La diaphanéité des simulacres, leur transparence qui permet de percevoir à travers eux les couches sous-jacentes, n’est-elle pas aussi le signe d’une nouvelle forme de mélancolie ? Mélancolie non plus d’un passé perdu, inaccessible, mais d’un passé trop présent, trop accessible, qui ne peut plus constituer un objet de désir, de nostalgie, de projection fantasmatique. Mélancolie d’un temps qui ne s’écoule plus, qui ne creuse plus la distance nécessaire à l’émergence du désir, mais qui stagne dans une sorte de présent perpétuel où tout est également disponible, également consommable.
Cette transformation de la structure temporelle en structure spatiale, cette métamorphose du flux historique en strates superposées, cette mutation de la succession en superposition n’est-elle pas aussi une manière de neutraliser la charge disruptive du nouveau, de l’événement, de ce qui vient rompre la continuité du temps ? Car dans un espace homogène où tout coexiste simultanément, où la nouveauté se présente toujours déjà comme la réactivation d’un possible préexistant, l’événement perd sa puissance de rupture, sa capacité à instaurer un avant et un après, à redistribuer les coordonnées mêmes de l’expérience.
Et pourtant, n’y a-t-il pas dans cette mise à plat, dans cette équidistance, dans cette transparence des couches superposées, la possibilité d’une autre forme de créativité, d’une autre modalité du nouveau ? Non plus le nouveau comme rupture radicale, comme émergence ex nihilo d’une forme inédite, mais le nouveau comme reconfiguration incessante de l’existant, comme combinaison inépuisable d’éléments préexistants, comme variation infinie sur des thèmes donnés ? Un nouveau qui ne serait plus de l’ordre de l’invention mais de la découverte, non plus de la création mais de l’exploration, non plus du commencement mais de la métamorphose ?
C’est peut-être dans cette tension entre la mélancolie d’un temps qui ne passe plus et la promesse d’une créativité qui s’alimente de toutes les strates du passé, entre l’indifférenciation qui menace les distinctions culturelles traditionnelles et la possibilité de nouvelles formes de différenciation qui émergeraient de cette indifférenciation même, que se joue la singularité de notre moment historique.

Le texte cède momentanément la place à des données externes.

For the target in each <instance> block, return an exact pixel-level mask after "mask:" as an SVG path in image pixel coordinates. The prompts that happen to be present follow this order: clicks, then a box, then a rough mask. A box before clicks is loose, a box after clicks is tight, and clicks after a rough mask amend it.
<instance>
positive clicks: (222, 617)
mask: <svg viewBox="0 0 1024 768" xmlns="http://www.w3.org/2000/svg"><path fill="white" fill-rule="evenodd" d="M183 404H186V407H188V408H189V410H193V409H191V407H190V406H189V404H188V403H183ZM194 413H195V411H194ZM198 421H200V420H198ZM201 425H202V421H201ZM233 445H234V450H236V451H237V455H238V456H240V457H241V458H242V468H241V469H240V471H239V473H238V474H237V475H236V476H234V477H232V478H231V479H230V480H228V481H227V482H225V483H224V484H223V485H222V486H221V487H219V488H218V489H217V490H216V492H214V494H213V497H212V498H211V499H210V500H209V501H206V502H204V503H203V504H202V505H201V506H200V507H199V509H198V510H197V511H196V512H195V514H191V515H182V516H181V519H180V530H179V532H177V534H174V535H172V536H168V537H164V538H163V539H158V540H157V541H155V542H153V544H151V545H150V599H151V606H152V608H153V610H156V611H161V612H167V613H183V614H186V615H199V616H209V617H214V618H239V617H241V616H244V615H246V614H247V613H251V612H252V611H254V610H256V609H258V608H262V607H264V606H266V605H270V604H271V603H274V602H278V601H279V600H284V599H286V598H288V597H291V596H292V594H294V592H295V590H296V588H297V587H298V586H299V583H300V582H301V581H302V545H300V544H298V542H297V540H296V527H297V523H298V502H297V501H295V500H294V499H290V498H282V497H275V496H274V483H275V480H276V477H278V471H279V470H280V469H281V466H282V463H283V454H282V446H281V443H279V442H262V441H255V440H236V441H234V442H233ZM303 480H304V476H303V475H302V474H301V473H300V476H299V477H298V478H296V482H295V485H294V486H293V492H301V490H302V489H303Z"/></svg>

Moment qui n’est peut-être plus exactement historique, si l’histoire implique une forme de directionnalité, d’orientation, de progression, mais qui n’est pas non plus simplement a-historique, comme si le temps s’était arrêté, figé dans une éternité immobile. Moment plutôt d’une temporalité nouvelle, d’une façon inédite d’habiter le temps et d’être habité par lui, dont la structure en couches superposées, en strates transparentes, en “layers” coextensifs constitue peut-être la figure la plus adéquate.